私は、スルスルと途切れることなく落ちていく林檎の皮を、食い入るように見つめた。





「足を滑らせて階段から落ちる、とか。本当に、花音ってばドジなんだから!!」




憲子はさっきからぶつぶつと小言を言っているのだけど、慣れた手つきは少しもブレない。

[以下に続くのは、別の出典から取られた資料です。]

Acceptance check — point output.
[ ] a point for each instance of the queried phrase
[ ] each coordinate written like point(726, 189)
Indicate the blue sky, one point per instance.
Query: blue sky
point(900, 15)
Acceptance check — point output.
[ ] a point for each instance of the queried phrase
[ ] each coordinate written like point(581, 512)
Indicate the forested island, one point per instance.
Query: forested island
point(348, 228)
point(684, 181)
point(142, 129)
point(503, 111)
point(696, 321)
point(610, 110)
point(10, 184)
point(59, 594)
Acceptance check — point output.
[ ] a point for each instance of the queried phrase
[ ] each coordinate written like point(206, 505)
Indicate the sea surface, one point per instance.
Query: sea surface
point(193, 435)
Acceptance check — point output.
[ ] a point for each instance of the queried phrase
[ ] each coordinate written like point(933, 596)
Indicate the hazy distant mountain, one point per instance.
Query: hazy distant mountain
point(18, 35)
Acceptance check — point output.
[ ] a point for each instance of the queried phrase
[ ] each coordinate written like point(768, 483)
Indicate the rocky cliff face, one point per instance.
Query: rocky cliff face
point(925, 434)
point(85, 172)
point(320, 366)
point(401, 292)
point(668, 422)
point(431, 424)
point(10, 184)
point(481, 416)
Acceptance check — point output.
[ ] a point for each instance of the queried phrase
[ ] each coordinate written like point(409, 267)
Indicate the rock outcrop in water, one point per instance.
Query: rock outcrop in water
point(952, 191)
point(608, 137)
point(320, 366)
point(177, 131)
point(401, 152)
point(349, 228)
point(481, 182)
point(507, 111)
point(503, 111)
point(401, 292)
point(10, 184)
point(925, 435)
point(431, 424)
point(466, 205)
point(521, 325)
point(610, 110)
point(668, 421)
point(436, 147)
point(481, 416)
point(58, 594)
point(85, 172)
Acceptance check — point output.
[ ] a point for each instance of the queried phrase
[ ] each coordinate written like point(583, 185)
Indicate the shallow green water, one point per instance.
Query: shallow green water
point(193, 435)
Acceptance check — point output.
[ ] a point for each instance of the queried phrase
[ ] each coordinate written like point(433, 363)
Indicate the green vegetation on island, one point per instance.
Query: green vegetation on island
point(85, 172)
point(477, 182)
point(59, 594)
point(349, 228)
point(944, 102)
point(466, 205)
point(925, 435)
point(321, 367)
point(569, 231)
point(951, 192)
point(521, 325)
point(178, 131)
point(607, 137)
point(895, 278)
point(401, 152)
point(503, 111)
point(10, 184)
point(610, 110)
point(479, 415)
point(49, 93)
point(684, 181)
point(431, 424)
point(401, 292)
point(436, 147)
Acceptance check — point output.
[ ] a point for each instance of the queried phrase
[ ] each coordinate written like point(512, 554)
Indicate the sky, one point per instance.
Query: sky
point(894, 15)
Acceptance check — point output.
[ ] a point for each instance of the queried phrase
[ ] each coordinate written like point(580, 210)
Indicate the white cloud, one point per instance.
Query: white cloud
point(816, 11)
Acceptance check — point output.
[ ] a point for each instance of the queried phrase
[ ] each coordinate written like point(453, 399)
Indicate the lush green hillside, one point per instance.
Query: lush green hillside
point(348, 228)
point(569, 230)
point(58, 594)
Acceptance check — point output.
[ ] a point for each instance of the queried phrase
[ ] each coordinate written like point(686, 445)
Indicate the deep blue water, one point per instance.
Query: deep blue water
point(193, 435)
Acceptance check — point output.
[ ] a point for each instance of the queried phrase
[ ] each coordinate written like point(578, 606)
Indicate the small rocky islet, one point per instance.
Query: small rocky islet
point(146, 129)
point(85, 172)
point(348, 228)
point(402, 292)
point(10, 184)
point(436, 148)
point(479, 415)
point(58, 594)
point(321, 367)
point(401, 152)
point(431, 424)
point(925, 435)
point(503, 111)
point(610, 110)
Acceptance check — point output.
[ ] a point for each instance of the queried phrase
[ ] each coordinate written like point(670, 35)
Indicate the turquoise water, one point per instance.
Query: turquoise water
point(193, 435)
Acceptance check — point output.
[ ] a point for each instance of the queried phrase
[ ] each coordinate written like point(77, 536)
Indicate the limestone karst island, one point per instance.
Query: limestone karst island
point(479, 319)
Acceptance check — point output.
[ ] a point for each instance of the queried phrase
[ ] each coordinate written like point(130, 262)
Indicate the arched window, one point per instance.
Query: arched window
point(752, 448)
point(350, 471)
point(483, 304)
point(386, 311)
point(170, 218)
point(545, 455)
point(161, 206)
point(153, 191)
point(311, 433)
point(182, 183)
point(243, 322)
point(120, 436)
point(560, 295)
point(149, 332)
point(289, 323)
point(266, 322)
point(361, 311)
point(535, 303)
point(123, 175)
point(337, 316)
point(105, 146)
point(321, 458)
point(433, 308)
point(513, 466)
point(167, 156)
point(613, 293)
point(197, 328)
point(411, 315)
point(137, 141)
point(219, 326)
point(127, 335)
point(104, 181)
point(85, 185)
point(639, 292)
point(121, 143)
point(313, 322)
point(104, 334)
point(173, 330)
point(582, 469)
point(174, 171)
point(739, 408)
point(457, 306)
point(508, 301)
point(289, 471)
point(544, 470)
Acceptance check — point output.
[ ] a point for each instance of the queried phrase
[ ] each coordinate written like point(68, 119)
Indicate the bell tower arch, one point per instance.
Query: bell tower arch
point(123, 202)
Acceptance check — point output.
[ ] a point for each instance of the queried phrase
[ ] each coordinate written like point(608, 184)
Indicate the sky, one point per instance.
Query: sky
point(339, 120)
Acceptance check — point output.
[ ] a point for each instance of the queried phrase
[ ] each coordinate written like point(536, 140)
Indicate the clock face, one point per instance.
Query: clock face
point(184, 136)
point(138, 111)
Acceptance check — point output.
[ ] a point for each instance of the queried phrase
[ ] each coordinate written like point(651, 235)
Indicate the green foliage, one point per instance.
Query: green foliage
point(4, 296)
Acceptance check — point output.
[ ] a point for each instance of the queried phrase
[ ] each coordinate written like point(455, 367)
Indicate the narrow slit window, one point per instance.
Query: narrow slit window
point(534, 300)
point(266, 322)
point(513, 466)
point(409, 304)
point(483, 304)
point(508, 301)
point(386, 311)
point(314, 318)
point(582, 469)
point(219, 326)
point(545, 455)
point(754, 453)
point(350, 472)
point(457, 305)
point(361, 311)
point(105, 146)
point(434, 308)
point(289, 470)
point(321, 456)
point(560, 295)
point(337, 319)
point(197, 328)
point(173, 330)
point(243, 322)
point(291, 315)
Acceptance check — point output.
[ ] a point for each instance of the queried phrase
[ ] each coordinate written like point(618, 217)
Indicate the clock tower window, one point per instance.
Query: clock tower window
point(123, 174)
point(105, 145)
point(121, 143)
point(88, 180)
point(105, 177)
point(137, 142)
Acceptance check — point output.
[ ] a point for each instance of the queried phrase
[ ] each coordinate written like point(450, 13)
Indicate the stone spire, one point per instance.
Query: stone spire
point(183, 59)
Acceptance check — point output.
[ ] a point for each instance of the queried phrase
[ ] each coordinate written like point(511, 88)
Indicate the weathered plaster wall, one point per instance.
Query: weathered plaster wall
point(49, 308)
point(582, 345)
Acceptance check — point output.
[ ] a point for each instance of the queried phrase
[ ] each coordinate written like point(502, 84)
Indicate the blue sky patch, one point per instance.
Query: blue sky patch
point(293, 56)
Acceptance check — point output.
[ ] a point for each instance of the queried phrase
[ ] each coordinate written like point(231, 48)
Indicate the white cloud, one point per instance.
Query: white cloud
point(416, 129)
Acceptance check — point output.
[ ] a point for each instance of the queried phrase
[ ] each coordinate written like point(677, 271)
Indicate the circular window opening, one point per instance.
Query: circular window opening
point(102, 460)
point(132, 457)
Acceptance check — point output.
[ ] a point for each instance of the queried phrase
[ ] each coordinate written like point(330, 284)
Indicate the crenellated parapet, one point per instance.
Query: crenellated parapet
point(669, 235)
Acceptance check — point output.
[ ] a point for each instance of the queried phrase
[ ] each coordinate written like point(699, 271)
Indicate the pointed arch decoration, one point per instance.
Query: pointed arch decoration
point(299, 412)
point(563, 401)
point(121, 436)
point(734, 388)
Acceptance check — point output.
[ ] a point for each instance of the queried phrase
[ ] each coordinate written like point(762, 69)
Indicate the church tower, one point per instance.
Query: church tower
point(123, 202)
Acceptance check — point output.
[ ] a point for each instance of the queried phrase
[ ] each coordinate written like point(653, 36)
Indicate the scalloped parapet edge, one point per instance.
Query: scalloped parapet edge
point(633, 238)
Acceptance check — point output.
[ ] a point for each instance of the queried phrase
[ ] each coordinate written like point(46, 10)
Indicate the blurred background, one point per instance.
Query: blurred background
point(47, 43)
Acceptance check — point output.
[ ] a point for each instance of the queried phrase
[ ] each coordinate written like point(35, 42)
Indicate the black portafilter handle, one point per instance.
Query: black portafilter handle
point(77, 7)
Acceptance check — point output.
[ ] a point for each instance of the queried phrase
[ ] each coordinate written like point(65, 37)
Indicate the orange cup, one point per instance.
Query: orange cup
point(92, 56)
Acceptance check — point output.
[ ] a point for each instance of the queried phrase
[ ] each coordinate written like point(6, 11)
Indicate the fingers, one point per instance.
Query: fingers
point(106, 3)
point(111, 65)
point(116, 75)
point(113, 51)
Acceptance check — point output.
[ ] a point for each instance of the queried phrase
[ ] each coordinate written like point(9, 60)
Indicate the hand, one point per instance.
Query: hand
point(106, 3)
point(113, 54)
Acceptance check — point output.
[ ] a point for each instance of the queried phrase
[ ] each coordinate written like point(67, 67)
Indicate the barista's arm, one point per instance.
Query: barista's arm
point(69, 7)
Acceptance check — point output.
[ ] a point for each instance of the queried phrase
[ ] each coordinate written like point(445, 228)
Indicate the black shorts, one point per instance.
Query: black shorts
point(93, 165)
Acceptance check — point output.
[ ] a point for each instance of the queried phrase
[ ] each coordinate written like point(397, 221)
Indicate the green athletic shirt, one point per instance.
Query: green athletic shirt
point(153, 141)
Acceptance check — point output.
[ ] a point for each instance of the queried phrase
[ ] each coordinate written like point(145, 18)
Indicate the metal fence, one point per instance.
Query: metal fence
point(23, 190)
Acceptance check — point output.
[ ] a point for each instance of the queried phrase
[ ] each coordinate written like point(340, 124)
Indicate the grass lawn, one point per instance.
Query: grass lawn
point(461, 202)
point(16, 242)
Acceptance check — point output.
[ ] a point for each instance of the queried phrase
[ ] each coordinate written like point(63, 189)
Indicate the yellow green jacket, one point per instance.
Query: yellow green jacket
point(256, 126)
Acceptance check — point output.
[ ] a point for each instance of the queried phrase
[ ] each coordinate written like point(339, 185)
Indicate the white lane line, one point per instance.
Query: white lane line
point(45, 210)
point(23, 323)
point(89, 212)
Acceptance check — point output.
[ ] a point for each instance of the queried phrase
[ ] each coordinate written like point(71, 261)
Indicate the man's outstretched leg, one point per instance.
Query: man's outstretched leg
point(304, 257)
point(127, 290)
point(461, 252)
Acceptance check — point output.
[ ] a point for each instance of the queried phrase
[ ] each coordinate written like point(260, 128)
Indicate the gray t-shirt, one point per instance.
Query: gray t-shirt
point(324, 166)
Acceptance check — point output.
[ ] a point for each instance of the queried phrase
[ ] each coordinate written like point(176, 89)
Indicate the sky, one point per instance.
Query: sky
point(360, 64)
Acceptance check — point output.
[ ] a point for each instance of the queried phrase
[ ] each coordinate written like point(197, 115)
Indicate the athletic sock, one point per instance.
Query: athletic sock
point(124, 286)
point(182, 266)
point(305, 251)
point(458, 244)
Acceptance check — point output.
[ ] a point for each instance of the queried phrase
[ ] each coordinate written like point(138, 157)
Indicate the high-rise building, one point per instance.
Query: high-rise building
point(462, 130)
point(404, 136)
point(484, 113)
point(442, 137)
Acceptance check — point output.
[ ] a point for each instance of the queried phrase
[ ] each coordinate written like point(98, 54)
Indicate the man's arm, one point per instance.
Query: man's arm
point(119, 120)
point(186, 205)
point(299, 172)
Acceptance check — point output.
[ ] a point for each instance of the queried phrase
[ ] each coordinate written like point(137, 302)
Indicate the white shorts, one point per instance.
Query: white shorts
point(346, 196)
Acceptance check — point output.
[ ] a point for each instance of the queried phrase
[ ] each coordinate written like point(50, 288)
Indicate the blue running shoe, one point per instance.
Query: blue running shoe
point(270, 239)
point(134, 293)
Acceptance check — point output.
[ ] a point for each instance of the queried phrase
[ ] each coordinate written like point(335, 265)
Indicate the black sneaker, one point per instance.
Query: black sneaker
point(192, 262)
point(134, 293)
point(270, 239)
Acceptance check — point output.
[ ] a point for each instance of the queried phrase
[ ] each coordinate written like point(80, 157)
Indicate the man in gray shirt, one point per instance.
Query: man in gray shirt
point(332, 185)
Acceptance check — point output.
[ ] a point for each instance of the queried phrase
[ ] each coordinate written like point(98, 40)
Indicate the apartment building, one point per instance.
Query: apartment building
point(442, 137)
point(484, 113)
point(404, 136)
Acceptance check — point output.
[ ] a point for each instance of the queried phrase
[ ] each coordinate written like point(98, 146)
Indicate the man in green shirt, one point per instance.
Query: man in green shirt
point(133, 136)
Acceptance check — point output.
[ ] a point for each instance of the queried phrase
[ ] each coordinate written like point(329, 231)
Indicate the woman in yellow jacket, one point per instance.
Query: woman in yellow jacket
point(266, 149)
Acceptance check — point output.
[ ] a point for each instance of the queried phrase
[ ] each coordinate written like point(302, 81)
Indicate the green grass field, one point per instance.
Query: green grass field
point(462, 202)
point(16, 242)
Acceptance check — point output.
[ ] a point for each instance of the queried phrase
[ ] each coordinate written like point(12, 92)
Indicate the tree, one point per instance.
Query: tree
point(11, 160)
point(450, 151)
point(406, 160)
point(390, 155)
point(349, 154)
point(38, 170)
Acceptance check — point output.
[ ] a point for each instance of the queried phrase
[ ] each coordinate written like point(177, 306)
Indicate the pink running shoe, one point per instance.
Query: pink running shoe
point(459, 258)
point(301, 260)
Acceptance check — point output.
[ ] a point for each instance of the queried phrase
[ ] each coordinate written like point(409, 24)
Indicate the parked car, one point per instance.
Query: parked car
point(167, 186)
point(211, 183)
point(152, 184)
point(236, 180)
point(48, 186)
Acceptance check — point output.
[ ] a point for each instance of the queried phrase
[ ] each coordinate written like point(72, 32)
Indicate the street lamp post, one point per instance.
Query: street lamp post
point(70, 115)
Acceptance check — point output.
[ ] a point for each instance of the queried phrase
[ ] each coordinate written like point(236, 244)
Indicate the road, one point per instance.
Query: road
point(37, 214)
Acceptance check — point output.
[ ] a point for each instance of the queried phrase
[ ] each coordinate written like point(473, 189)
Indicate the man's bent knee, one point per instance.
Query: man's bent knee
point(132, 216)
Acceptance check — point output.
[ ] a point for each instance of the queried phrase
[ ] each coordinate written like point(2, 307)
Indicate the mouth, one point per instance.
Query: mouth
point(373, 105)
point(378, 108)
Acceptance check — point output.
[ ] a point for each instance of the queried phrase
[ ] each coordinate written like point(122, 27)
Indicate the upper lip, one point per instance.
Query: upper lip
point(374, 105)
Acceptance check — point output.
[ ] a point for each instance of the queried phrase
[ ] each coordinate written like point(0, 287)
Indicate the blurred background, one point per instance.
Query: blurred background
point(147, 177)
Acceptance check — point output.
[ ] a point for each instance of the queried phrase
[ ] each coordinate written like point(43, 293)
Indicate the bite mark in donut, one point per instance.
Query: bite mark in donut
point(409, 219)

「しかも駅に行くのに、どうして普段使わない歩道橋とか使うのよ?!反対でしょうよ!?」




「いや、えっと…ちょっと冒険してみたくなって…」




「馬鹿!意味わかんない!」




理解できないというように、憲子は頭をぶんぶん振って、切り終わった林檎のひとつを、私の口に放り込んだ。





「ん!おい…ひぃー」





階段から落ちた直後の記憶は、飛んでて、ない。



医者の話によると、私は階段の中腹にある踊り場で止まったらしく。下まで転がっていたら死んでいただろうねとさらっと言われた。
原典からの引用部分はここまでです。